The issues before the Commonwealth Court were whether the school district abandoned the nonconforming use because it allegedly ceased most of its operations in 2009 and whether the new use was sufficiently similar to the nonconformity if the school district did not abandon its nonconforming use. On the first issue, the Commonwealth Court found that even though the school district stopped most of its operations in 2009, it continued to store buses on the property and perform maintenance on them. This evidence and the absence of evidence that the school district intended to abandon the use was sufficient for the court to reverse the court below and the zoning hearing board erred, finding, “the Township failed to prove either the School District’s actual abandonment of, or intention to abandon, its use of the Property as a vehicle garage, which includes the fueling, maintaining, parking and dispatch of vehicles.”
Protected Use Continuation or New Use
Concerning the claim that the new use was not a continuation of the protected use but was, instead, a different use because apart from parking, the tenant was storing containers and roll-off boxes on the site, the Commonwealth Court held that the new use need not be identical to the old, protected use. Instead, according to the court, the new use must only be similar to the protected use. The court’s opinion also observed that the doctrine of natural expansion applies when analyzing if the new use is similar to the protected, nonconforming use. The doctrine of natural expansion permits a landowner to expand a nonconforming business as a matter of right. In making this observation, the court re-affirmed the principle that a mere increase in the intensity of a use does not convert the activity into a different use. The adage is that baby elephants grow into big elephants. Big or small, elephants are elephants. Thus, the court found that the incidental storage of roll-off boxes and containers is an increase in the intensity of the prior use, but is not sufficiently dissimilar to the protected school district’s vehicle garage as to constitute an impermissible expansion of the prior nonconforming use.

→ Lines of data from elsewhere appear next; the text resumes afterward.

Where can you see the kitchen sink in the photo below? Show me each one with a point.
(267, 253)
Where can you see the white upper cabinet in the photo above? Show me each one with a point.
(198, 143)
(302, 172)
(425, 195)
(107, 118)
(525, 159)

The lessons from Itama is that the doctrine of nonconforming use is alive and well; courts will look very carefully at claims of abandonment holding those who claim abandonment to the burden of identifying clear and convincing facts that the owner either had fully abandoned the use, or had the intent to do so; and that nonconforming uses can expand by right if they are sufficiently similar but not identical to the earlier use.
There is a cautionary note to the holding and that is that these cases are fact sensitive. The court provided no clear line to identify when a nonconforming use becomes so dissimilar that it becomes a new use.